This report by Pöyry Management Consulting is the latest in an on-going series that draws on expertise from Pöyry’s global offices to update readers on opportunities and challenges facing tissue producers today. These reports by Pöyry experts will appear in Over the Wire Tissue Edition on a bi-monthly basis.
The cost of fiber is a key value driver for both recycled and virgin producers of tissue. At current price levels for both virgin and recycled fiber, tissue profitability margins are being squeezed. As virgin pulp prices begin to fall from peak levels, the cost differential between virgin and recycled tissue producers may narrow. In this From the Experts report, Pöyry analyzes the current pricing environment and estimates how much sorted office paper (SOP) prices need to increase by for recycled tissue producers to approach the cost of manufacturing for virgin producers. Finally, Pöyry takes a look at the impact of declining uncoated free sheet demand on sorted office paper prices.
Historical SOP Prices
After falling rapidly at the end of 2008, sorted office paper prices have since dramatically recovered to levels that are higher than they were before the economic recession.

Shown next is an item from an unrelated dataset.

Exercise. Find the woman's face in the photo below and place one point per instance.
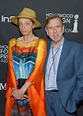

Figure 2. Historical SOP Prices Source: Official Board Markets, Pöyry Analysis
Historically, there has been a strong correlation between prices of SOP and market virgin hardwood pulp. However, as virgin pulp prices have begun to fall from peak levels and SOP prices remain high, there may be a decoupling effect. As the gap between virgin and recycled fiber costs narrows, manufacturing costs may drive a shift in fiber furnish in favor of virgin pulp.
Manufacturing Cost Perspectives: Recycled vs. Virgin
At current price levels, North American virgin tissue producers’ costs are estimated to be almost $300/short ton higher than for recycled tissue producers (on a weighted-average basis). Despite myriad manufacturing process differences between the two, the cost of fiber accounts for more than 90% of this differential. As such, changes in furnish cost and wastepaper quality will be the main drivers in closing the gap between the two. Given current trends for virgin pulp and SOP prices, the gap between virgin- and recycled-tissue manufacturing costs will likely narrow in coming years.
Figure 2. Weighted-Average Manufacturing Costs for AFH Bath Tissue
For example, Mill A produces virgin and recycled bath tissue on a crescent-former tissue machine. Equipped with a deink plant, their pulper-to-reel yield is approximately 65%. At current fiber price levels, the cost of producing tissue at Mill A is 50% higher for virgin tissue than for recycled tissue. But what might the cost differential look like in 2015?
If all input costs are held constant with the exception of the cost for SOP, an average increase of 18%/yr would be sufficient to push the manufacturing cost of recycled tissue above that of virgin tissue. Given that SOP prices have increased at an average rate of 20%/yr over the last five years, this scenario is not inconceivable.